Si fuera en helicóptero, el viaje desde la Mansión de la Familia Shen de hecho sería posible en ese tiempo.

Pero si Shen Yu iba a enviar a alguien, ¿qué pasaría después?

Mirando la hora en su teléfono, Shen Li sentía como si el tiempo se moviera a paso de tortuga, su ansiedad y preocupación reemplazando la tristeza que había sentido.

Sin saber qué iba a suceder después, aún se encontraba vagamente anticipando.

Justo como un pájaro atrapado en una jaula, aunque incierta de lo que el cielo futuro podría deparar, estaba comenzando a anticipar un cambio de acontecimientos.

Las cosas ya están tan mal, ¿pueden empeorar…?

Incluso comenzó a fantasear que le contaría a Shen Yu toda la historia, y no solo él no la despreciaría, sino que también la rescataría de Huo Siyu.

Estaba dispuesta a dejar de lado sus sentimientos por Shen Yu, su persistente afecto por él.

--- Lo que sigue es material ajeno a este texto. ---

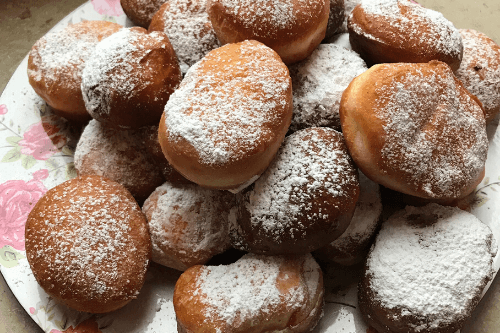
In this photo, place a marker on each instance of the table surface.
(22, 22)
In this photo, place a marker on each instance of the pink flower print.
(108, 7)
(41, 140)
(17, 198)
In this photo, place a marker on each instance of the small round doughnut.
(188, 224)
(385, 31)
(426, 271)
(318, 83)
(255, 294)
(129, 77)
(56, 62)
(352, 246)
(336, 18)
(188, 28)
(304, 200)
(141, 12)
(480, 70)
(88, 244)
(291, 28)
(225, 123)
(119, 155)
(415, 129)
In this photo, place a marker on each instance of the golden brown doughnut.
(480, 70)
(415, 129)
(141, 12)
(303, 201)
(225, 123)
(188, 224)
(352, 246)
(292, 28)
(88, 244)
(256, 294)
(188, 28)
(129, 78)
(426, 271)
(385, 31)
(119, 155)
(56, 62)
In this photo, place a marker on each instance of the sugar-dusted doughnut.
(335, 18)
(352, 246)
(88, 244)
(188, 28)
(119, 155)
(415, 129)
(141, 12)
(255, 294)
(385, 31)
(318, 83)
(188, 224)
(56, 62)
(292, 28)
(426, 271)
(480, 70)
(129, 77)
(225, 123)
(303, 201)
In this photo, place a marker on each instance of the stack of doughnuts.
(238, 129)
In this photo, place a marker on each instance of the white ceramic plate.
(36, 153)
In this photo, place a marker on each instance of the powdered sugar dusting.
(114, 69)
(437, 127)
(227, 114)
(188, 223)
(189, 30)
(412, 24)
(431, 262)
(84, 239)
(276, 14)
(311, 164)
(119, 155)
(318, 83)
(247, 288)
(61, 55)
(480, 69)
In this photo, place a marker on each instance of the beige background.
(22, 22)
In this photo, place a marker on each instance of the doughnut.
(188, 224)
(141, 12)
(386, 31)
(223, 125)
(480, 70)
(129, 77)
(255, 294)
(188, 28)
(415, 129)
(318, 83)
(426, 271)
(352, 246)
(336, 18)
(88, 245)
(149, 135)
(56, 62)
(119, 155)
(341, 40)
(303, 201)
(291, 28)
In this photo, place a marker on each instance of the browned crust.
(293, 43)
(65, 95)
(393, 44)
(130, 267)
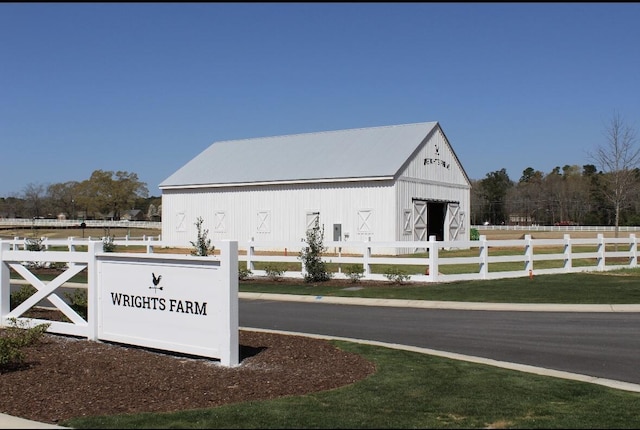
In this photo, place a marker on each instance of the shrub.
(202, 246)
(244, 273)
(273, 272)
(311, 256)
(15, 337)
(107, 244)
(34, 244)
(355, 272)
(397, 276)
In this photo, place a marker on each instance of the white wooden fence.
(468, 260)
(119, 307)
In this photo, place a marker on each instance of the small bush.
(355, 272)
(397, 276)
(274, 273)
(244, 273)
(202, 246)
(14, 338)
(34, 244)
(107, 244)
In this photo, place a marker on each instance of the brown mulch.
(65, 377)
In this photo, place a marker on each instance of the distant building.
(392, 183)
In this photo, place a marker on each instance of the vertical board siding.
(287, 206)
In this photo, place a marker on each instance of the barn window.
(313, 220)
(364, 221)
(263, 222)
(219, 222)
(406, 221)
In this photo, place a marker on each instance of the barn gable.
(354, 154)
(382, 183)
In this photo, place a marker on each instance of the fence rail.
(74, 223)
(438, 261)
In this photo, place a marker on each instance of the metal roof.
(354, 154)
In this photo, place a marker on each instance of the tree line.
(105, 195)
(603, 193)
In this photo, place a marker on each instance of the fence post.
(433, 259)
(633, 251)
(229, 265)
(568, 257)
(250, 251)
(601, 249)
(366, 258)
(483, 258)
(92, 289)
(528, 255)
(5, 283)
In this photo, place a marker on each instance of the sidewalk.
(10, 422)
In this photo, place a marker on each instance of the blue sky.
(145, 87)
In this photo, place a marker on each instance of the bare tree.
(33, 195)
(618, 158)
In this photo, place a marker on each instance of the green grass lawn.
(413, 390)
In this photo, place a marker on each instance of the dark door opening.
(436, 213)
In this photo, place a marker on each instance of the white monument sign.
(185, 303)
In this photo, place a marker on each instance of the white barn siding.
(365, 180)
(286, 208)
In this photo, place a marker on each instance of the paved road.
(599, 344)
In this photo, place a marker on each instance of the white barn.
(391, 183)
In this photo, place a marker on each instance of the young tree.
(202, 246)
(311, 256)
(495, 187)
(619, 159)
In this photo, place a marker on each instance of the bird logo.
(156, 281)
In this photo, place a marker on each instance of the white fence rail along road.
(434, 261)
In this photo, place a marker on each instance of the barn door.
(419, 220)
(313, 220)
(455, 223)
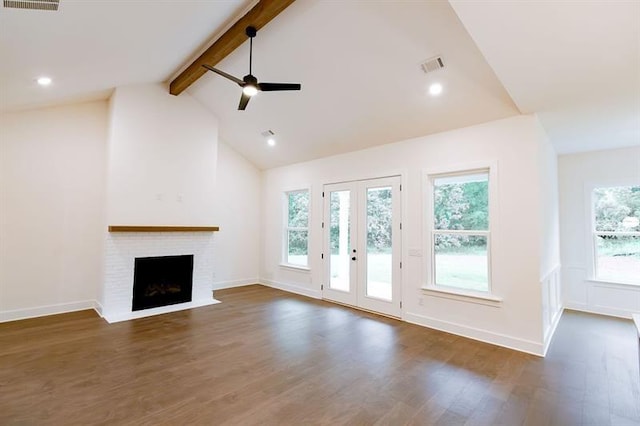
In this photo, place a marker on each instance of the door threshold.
(358, 308)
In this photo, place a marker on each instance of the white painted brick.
(122, 249)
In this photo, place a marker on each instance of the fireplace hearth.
(162, 281)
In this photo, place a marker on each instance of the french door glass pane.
(461, 261)
(618, 258)
(339, 239)
(298, 247)
(379, 233)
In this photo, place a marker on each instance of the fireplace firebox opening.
(162, 281)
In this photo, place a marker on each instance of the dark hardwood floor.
(268, 357)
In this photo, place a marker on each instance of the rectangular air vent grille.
(433, 64)
(32, 4)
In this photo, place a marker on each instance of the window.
(297, 228)
(616, 234)
(460, 237)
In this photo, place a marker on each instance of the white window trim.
(591, 233)
(429, 287)
(285, 231)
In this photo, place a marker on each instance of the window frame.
(286, 229)
(593, 233)
(457, 293)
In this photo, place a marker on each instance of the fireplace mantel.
(138, 228)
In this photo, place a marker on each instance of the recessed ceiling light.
(435, 89)
(44, 81)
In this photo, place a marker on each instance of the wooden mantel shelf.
(136, 228)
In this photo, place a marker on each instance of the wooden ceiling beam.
(259, 16)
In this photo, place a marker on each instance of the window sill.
(295, 267)
(606, 283)
(463, 296)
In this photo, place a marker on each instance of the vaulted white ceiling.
(576, 64)
(89, 47)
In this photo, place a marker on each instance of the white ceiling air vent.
(33, 4)
(433, 64)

Todo lo que quería era libertad, alejarse de Huo Siyu y regresar a su propio mundo.

—Tap, tap… —Sonidos extremadamente suaves provenían de la ventana, si la habitación no hubiera estado tan silenciosa y Shen Li no hubiera estado justo al lado de la ventana, quizás no los habría escuchado en absoluto.

El corazón de Shen Li dio un salto de inmediato, y se acercó silenciosamente a la ventana.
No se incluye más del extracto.